O processo de cassação foi desencadeado por denúncia apresentada pelo cidadão e suplente de vereador Sidinei Robis de Oliveira (PTB), imputando-lhe a prática de atos que constituem quebra de decoro parlamentar.
As acusações que pesam sobre o vereador e policial civil de Ibaiti são de vazamento de informações sigilosas da Polícia Civil, além de suspeita de favorecimento de fuga, que culminaram em sua prisão em março deste ano pelo Gaeco (Grupo Especial de Combate ao Crime Organizado) de Londrina.
De acordo com a promotora de Justiça da comarca de Ibaiti, Dúnia Serpa Rampazzo, as investigações apuraram que ele havia vazado informações de uma operação policial para organizadores de um evento (festa rave) que aconteceria na cidade, o que acabou frustrando o cumprimento das ordens judiciais. "A partir da investigação apuramos outros crimes. Ele já havia sido preso e passou a reiterar práticas criminosas". O investigador é acusado ainda de falsificação de documentos, abandono de função e de facilitação de fugas de presos." Ainda segundo o MP, Araújo responde também a por improbidade administrativa em ação civil pública.

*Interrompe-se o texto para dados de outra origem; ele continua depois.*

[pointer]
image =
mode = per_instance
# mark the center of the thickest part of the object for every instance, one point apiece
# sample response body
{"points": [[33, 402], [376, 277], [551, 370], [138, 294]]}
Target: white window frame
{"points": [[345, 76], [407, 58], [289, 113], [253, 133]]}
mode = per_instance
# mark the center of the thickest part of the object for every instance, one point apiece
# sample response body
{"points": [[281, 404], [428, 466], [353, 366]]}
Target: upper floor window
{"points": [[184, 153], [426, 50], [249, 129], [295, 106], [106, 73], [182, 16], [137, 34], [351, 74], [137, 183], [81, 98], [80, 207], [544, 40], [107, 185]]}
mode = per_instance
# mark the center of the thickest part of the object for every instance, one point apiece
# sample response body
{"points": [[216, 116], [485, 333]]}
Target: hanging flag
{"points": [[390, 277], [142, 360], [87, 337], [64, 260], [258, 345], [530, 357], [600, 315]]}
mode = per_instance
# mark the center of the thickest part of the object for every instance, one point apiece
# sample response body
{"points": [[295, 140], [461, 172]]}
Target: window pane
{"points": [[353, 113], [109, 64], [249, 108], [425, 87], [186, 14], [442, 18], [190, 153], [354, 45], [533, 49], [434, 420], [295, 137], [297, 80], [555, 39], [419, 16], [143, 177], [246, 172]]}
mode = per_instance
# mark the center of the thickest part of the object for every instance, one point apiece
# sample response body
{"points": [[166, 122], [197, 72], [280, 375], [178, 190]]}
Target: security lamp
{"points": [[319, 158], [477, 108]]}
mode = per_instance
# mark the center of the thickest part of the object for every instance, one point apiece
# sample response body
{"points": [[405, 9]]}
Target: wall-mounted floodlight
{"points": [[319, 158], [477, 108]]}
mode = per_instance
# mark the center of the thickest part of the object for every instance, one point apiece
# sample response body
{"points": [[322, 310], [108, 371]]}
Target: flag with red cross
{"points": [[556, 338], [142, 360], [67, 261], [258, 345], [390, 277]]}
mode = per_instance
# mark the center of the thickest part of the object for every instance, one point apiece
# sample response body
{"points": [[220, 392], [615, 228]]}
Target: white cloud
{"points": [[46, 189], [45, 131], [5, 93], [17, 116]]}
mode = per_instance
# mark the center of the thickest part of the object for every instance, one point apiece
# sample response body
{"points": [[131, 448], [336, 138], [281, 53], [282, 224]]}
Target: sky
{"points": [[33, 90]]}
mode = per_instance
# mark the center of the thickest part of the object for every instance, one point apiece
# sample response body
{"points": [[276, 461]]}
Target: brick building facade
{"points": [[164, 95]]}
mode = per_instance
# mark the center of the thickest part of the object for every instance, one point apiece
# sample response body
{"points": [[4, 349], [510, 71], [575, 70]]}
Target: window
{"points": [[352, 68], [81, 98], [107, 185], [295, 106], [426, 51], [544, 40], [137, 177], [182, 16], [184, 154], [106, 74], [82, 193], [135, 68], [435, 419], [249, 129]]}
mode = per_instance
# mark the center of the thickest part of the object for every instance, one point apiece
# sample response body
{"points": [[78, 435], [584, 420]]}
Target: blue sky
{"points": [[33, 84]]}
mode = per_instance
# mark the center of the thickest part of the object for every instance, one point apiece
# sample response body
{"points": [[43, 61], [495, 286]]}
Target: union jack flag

Em abril, o Tribunal de Justiça concedeu um habeas ao vereador, que segue em prisão domiciliar e utilizando tornozeleira, por este motivo ele está afastado de suas atividades políticas e profissionais.
Em outro episódio, ocorrido em 2016, Araújo foi preso pela Operação Alcova que apurou a prática de crimes de exploração sexual de menores. A prisão ocorreu cerca de duas semanas após ele ter vencido as eleições com 325 votos.
A sessão está marcada para as 14h de quarta-feira.